Sebastiano Grasso

Julia Dobrovolskaja , voce russa degli scrittori italiani (e viceversa)

Julia era nata sul Volga, a Nižnij Novgorod nel 1917. Aveva iniziato lavorando per la Tass: leggeva la stampa straniera in 5 lingue (spagnolo, francese, tedesco, inglese, italiano), selezionando le notizie che riguardavano il suo Paese. Contemporaneamente insegnava Lingua e letteratura italiana all’università di Mosca.
Una vita straordinaria e avventurosa, la sua.
A cominciare dalla parentesi della guerra civile spagnola. Nel 1938 aveva affiancato il generale Vekov e seguito, come traduttrice, i volontari russi nella penisola iberica per combattere a fianco dei repubblicani contro Franco. Qui incontra Orwell, la «pasionaria» Ibarruri ed Hemingway: qualcuno la riconosce nel personaggio di Maria in Per chi suona la campana (ma lei ha sempre smentito una relazione con lo scrittore americano). Circa sessant’anni dopo Julia sarà la protagonista di Via Gorkij 8 interno 106 di Marcello Venturi. Uscito nel ’97, il libro verrà ripubblicato in ottobre dalle Edizioni Lindau di Torino.
Rientrata in Russia, Julia torna all’università. Allieva ed amica di Vladimir Propp, docente di filologia germanica, si laurea in Lingue. Dopo il lavoro alla Tass, nel ‘44 viene arrestata e condannata a tre anni di lavoro penale. L’accusa? Come traduttrice in giro per il mondo avrebbe potuto tradire il proprio Paese. Nonostante sia la moglie del generale sovietico Aleksandr Dobrovolskij, finisce prima alla Lubianka e poi nel lager di Chovino. Con l’amnistia di Stalin, la riabilitazione. E l’insegnamento universitario, le traduzioni dei libri di Sciascia, Moravia, Parise, Rodari, le visite con la Callas, Guttuso, Abbado, Grassi, Manzù, Gregotti, Brandi, Squarzina, Nono, Cacciari. Dopo Budapest e Praga, Julia decide di lasciare l’Urss e di venire in Italia. Guttuso non approva la scelta dell’amica («traditrice della patria comunista») e da quel momento interrompe qualsiasi rapporto.

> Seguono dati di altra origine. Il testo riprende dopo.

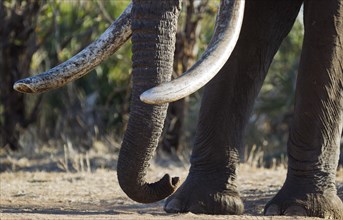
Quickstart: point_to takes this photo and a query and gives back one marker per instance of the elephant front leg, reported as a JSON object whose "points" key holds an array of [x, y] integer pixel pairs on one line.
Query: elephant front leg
{"points": [[313, 146], [228, 99]]}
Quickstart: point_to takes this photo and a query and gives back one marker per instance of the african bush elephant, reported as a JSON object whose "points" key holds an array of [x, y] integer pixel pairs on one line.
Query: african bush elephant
{"points": [[235, 65]]}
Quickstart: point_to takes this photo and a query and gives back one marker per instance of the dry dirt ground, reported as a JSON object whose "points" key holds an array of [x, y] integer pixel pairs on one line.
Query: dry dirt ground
{"points": [[66, 186]]}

Viveva a Milano da 34 anni. Nel capoluogo lombardo era approdata nell’82.
In Italia, Julia insegna russo nelle università di Trento, Trieste, Venezia e Milano (l’ultima lezione, nel 2003, alla Statale, a 86 anni), scrive 7 manuali e il Grande dizionario russo-italiano italiano-russo (Hoepli, 2001), cura i libri di Nina Berberova, Jakov Rapoport, Evgenij Gnedin, Lev Razgon. Nonostante vent’anni di docenza negli atenei (incarichi annuali rinnovati), non le era mai stata riconosciuta una pensione. L’unico aiuto le era venuto dalla legge «Bacchelli». La scrittrice ha continuato a lavorare senza sosta sino a qualche giorno prima di morire. L’ultimo scritto — ancora inedito — è la prefazione a Rivolta , il libro di Rino Tringale sulla Rivoluzione russa, che uscirà in febbraio prossimo dalla Se, in occasione del centenario.

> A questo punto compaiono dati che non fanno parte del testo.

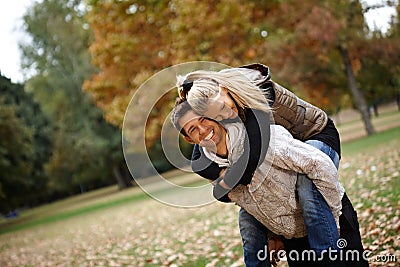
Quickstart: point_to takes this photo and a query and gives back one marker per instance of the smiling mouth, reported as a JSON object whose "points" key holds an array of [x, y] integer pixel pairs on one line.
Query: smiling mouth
{"points": [[209, 136]]}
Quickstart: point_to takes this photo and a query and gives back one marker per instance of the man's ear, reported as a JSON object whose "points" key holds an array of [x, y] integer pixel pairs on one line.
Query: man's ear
{"points": [[188, 139]]}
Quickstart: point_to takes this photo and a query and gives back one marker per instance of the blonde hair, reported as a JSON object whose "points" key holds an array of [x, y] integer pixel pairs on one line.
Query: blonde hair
{"points": [[206, 84]]}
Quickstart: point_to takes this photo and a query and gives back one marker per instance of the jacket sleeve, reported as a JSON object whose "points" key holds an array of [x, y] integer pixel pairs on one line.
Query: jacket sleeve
{"points": [[203, 166], [294, 155], [255, 149]]}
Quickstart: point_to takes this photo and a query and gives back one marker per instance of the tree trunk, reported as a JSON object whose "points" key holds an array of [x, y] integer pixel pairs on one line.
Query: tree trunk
{"points": [[358, 97]]}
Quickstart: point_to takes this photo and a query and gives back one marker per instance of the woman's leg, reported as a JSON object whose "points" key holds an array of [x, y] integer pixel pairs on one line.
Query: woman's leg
{"points": [[254, 238], [353, 251]]}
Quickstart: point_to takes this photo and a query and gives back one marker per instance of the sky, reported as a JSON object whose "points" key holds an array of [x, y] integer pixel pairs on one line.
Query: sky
{"points": [[11, 13]]}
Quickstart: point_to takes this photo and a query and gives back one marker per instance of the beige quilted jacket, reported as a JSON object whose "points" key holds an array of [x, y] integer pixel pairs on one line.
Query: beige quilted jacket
{"points": [[271, 196]]}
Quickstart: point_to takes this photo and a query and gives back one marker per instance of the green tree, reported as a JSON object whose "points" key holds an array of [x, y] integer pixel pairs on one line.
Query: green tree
{"points": [[25, 147]]}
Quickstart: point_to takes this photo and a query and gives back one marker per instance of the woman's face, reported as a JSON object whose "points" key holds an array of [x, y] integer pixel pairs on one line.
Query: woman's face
{"points": [[221, 106]]}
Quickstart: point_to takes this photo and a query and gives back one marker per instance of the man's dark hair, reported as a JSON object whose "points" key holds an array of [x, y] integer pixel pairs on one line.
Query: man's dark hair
{"points": [[180, 108]]}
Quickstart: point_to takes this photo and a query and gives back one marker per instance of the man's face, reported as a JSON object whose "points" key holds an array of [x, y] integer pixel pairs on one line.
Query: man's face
{"points": [[202, 131]]}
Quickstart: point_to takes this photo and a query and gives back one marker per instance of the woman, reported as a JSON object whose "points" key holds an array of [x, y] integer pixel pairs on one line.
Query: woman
{"points": [[232, 93]]}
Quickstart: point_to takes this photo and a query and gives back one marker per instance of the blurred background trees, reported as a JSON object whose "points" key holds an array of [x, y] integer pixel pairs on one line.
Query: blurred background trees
{"points": [[85, 59]]}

Nel 2006, in Russia e in Italia erano uscite le sue memorie, Post scriptum , ristampate — e aggiornate — lo scorso anno. Emblematico del suo modo di essere è di vivere è il ricordo del suo trasferimento al Policlinico di Milano in un momento in cui il cuore sembrava avesse ceduto definitivamente. «Se la sanità milanese è al top, il chirurgo che mi operò — Pietro Broglia, un dottore pasciuto e avanti con gli anni — è un’eccellenza nel suo campo, un vero fuoriclasse (…). Bofonchiava: “Sono vecchie queste arterie, non vanno. Dovremo rimandare”. “No, dottore, ne cerchi un’altra. Saprò sopportare”. Il dolore in realtà era atroce, ma in quel momento non fu una preghiera a uscirmi dalle labbra, bensì un sonetto: “Tanto e gentile e tanto onesta/ pare la donna mia/ quand’ella altrui saluta…”. Delizioso e strabiliante fu che Broglia proseguì con me: “C’ogne lingua devén tremando muta…” e che subito dopo, anche la dottoressa con la frangetta brizzolata, con gli occhi incollati al monitor, si unì a noi. Dopo quasi tre ore di ricerche, il povero, sudatissimo Esculapio (parola che Cechov tanto amava) stanò la vena adatta e il pacemaker fu messo a dimora sotto la clavicola sinistra».